Bills to address cannabis financing and regulatory overhauls toward the substance have been debated in the US legislature. However Gurien said he felt that a measure like the Safe Banking Act would be at most a signal rather than an agent of change vis-a-vis the policies of financial institutions. He added that the pervasive impression that cannabis industry financing is outright illegal under US federal statutes is a misnomer.

Between 1996, when Between 1996, when California passed Proposition 215 permitting the use of marijuana for a long list of potential conditions, and 2014, there was greater confusion surrounding the financing of cannabis cultivation, distribution and sales operations. But the US Department of the Treasury’s Financial Crimes Enforcement Network issued clear guidance in 2014 that “clarifies how financial institutions can provide services to marijuana-related businesses consistent with their (Bank Secrecy Act) obligations,” the FINCEN document read.

“Cannabis banking has been encumbered with virtually no federal restriction since at least 2014,” Gurien said.

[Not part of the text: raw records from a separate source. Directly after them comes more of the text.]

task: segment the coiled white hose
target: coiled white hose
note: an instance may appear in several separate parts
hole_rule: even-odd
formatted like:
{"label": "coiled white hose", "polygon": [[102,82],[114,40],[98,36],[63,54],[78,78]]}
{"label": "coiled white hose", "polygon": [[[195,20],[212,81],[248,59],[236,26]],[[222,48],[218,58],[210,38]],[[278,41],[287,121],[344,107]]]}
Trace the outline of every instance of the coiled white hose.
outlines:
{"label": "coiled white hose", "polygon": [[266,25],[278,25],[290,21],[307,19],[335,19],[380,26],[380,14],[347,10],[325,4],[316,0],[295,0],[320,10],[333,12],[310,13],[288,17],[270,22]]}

Financial sector obstinance

Despite existing guidance that outlines manners that the cannabis industry can be financed in compliance with federal law and enforcement standards, financial institutions have remained loath to change course.

Yet the cannabis market had a global valuation of more than $22bn (16.3bn) in 2020, with an estimated compound annual growth rate of around 14%. Its fastest growing market was North America by a wide margin. Those figures typically would typically beckon lenders, payment processors and more to an industry, but thus far financial institutions have taken a generally hard-line approach to cannabis.

Gurien said he expected an atmosphere of de facto legalization by the end of 2023, but that an easement of the financial sector’s recalcitrance could expedite that process.

“My ears to the ground and some of the subtle signs indicate that [financial institutions] are getting pretty keen to open it up and they’re looking for an external pretext to say that by doing so that they aren’t contradicting their previous position,” Gurien said.